Fui um adolescente reservado, conversava pouco, saía pouco. Mas não fui um jovem solitário por causa dos livros. Só que para ler tanto, a gente acaba tendo que abrir mão de um contato maior com as pessoas, pois a experiência da leitura é solitária. No entanto, eu acho que eu soube dosar bem a minha solidão no mundo dos livros com o meu contato com as pessoas [com algum prejuízo, talvez, para o contato com as pessoas]. Lembrando que, como disse Rubem Alves, a solidão da leitura não é uma solidão como as outras. É uma solidão que é, ao mesmo tempo, uma comunhão entre a alma do leitor e a alma do escritor. Você não está só quando está lendo. Você até viaja lendo, conversa com os personagens, pensa junto com o escritor.

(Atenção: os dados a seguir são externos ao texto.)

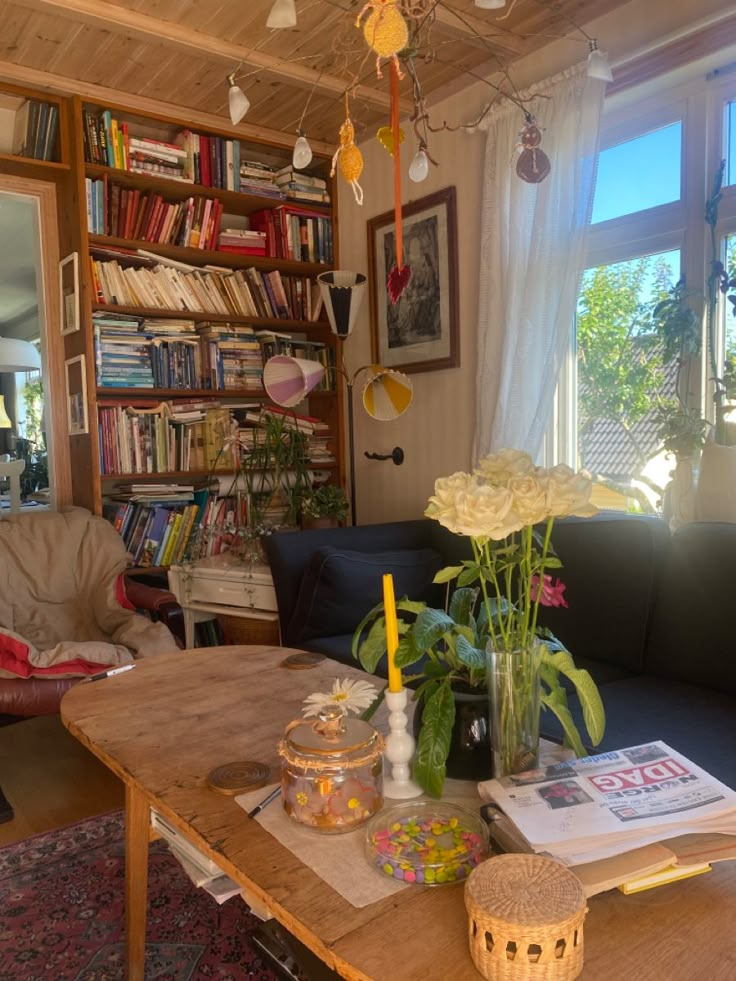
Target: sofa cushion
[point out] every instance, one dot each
(340, 587)
(695, 721)
(610, 566)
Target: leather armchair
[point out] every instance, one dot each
(63, 578)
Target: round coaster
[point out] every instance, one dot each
(236, 778)
(304, 659)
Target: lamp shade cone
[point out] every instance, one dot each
(288, 380)
(5, 422)
(387, 394)
(342, 294)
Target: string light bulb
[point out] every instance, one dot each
(302, 155)
(419, 167)
(283, 14)
(598, 66)
(237, 100)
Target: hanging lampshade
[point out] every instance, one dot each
(288, 380)
(387, 394)
(342, 294)
(17, 355)
(5, 422)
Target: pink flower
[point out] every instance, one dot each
(550, 593)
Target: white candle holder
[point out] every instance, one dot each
(399, 749)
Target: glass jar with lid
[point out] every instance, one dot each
(331, 771)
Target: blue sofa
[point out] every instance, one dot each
(648, 614)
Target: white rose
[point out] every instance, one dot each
(529, 492)
(485, 512)
(498, 468)
(569, 492)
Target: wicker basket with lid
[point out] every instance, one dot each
(526, 917)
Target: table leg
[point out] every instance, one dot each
(137, 824)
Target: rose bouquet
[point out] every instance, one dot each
(488, 634)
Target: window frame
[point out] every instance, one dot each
(700, 105)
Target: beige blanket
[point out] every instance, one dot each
(58, 578)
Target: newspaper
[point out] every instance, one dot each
(585, 810)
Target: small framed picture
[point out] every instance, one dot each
(420, 331)
(76, 395)
(69, 293)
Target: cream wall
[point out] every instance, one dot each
(436, 433)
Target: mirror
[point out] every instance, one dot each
(22, 318)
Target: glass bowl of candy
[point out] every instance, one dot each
(429, 843)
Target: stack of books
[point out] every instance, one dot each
(259, 178)
(145, 279)
(302, 187)
(242, 241)
(122, 351)
(35, 130)
(295, 233)
(231, 357)
(631, 818)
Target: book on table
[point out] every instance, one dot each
(617, 818)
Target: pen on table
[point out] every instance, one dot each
(110, 673)
(265, 802)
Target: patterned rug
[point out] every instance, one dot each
(62, 913)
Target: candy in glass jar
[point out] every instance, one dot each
(331, 771)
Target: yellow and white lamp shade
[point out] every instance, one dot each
(387, 394)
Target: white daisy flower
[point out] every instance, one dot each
(352, 696)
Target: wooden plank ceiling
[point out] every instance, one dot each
(180, 51)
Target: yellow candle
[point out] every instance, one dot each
(392, 633)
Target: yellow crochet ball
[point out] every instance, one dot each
(385, 31)
(351, 163)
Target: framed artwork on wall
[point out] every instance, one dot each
(69, 293)
(76, 395)
(420, 331)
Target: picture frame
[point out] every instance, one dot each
(420, 331)
(69, 294)
(76, 395)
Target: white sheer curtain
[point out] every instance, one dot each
(531, 258)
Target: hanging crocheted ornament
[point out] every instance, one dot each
(385, 137)
(533, 164)
(398, 277)
(348, 157)
(384, 30)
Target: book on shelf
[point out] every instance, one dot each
(617, 818)
(35, 130)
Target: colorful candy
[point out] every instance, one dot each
(430, 850)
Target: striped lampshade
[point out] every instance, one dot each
(387, 394)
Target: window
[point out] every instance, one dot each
(647, 231)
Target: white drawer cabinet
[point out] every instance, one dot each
(222, 585)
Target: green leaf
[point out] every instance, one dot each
(447, 574)
(429, 628)
(433, 744)
(560, 709)
(469, 655)
(594, 714)
(462, 604)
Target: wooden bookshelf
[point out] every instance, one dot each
(277, 323)
(92, 487)
(234, 202)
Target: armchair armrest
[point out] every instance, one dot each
(162, 602)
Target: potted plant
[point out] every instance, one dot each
(323, 507)
(487, 643)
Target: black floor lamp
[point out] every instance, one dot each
(387, 394)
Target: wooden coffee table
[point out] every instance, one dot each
(165, 725)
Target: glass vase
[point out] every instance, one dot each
(514, 696)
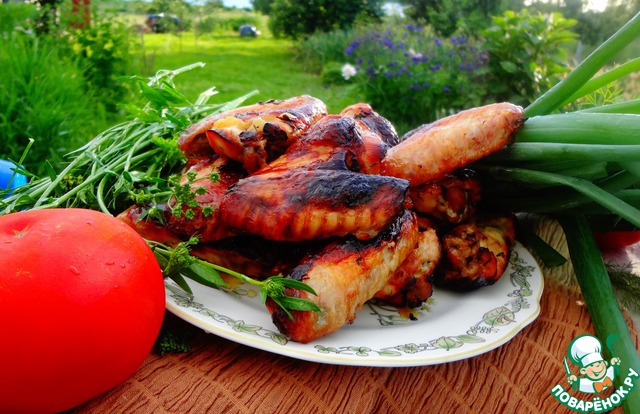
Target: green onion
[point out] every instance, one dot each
(602, 304)
(582, 128)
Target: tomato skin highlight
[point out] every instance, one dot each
(81, 303)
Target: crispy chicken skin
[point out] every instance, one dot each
(450, 199)
(378, 135)
(253, 135)
(373, 122)
(300, 204)
(410, 284)
(331, 144)
(310, 192)
(476, 254)
(345, 275)
(433, 150)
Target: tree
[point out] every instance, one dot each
(294, 18)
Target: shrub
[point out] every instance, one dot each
(321, 48)
(295, 19)
(527, 53)
(412, 77)
(102, 49)
(43, 96)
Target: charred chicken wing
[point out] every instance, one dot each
(253, 135)
(450, 199)
(300, 204)
(476, 254)
(410, 284)
(345, 275)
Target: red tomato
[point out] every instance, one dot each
(81, 304)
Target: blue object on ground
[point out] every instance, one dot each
(6, 172)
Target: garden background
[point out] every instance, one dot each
(68, 65)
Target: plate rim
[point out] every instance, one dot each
(309, 352)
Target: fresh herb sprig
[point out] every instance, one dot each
(137, 162)
(178, 263)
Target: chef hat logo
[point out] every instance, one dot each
(584, 350)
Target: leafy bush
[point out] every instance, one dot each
(412, 77)
(296, 19)
(527, 53)
(102, 49)
(43, 96)
(321, 48)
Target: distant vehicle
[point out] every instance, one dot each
(247, 30)
(161, 23)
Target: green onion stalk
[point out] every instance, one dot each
(578, 167)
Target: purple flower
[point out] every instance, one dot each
(352, 47)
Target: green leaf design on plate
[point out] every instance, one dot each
(278, 338)
(389, 352)
(241, 326)
(469, 339)
(446, 342)
(498, 317)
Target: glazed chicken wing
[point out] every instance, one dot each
(253, 135)
(212, 177)
(431, 151)
(451, 199)
(300, 204)
(378, 135)
(345, 275)
(410, 284)
(476, 254)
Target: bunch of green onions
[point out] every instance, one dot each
(571, 165)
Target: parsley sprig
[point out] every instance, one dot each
(178, 263)
(136, 162)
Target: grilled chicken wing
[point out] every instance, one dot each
(451, 199)
(300, 204)
(254, 134)
(431, 151)
(476, 254)
(330, 144)
(410, 284)
(345, 275)
(208, 194)
(378, 135)
(310, 193)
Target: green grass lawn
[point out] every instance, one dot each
(236, 66)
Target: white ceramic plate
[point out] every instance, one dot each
(450, 326)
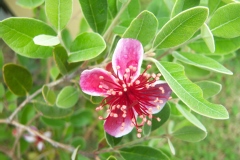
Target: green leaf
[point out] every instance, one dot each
(112, 8)
(82, 118)
(213, 5)
(17, 78)
(95, 12)
(190, 134)
(143, 153)
(1, 59)
(180, 28)
(225, 21)
(52, 112)
(18, 33)
(189, 92)
(190, 117)
(75, 153)
(60, 57)
(112, 141)
(86, 46)
(2, 90)
(142, 28)
(131, 11)
(222, 45)
(202, 62)
(68, 97)
(58, 12)
(207, 36)
(171, 147)
(181, 5)
(163, 115)
(48, 95)
(30, 3)
(46, 40)
(209, 88)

Agora, para terminar, eu gostaria de homenagear os dez escritores [e seus livros] cujas almas mais entraram em comunhão com a minha, nesses anos todos [na verdade são nove escritores e dez livros, porque um escritor escreveu dois livros da minha lista]. Fiz uma seleção rigorosa, e aqui estão eles:

[Seguem dez slides, cada um com a capa de um livro e a foto do seu autor, com os seus anos de nascimento e morte (quando mortos). Para cada um eu fiz, de improviso, um comentário emocionado]:

O Encontro Marcado (Fernando Sabino); O Retrato do Rei (Ana Miranda); As Brumas de Avalon (Marion Zimmer Bradley); Coiote (Roberto Freire); Bufo & Spallanzani (Rubem Fonseca); Romance Negro (Rubem Fonseca); Cem anos de solidão (Gabriel García Márquez); O Lobo da Estepe (Hermann Hesse); Trem noturno para Lisboa (Pascal Mercier); A morte de Ivan Ilitch (Leon Tolstoi).

E viva o livro! Viva a leitura! Viva o prazer de ler!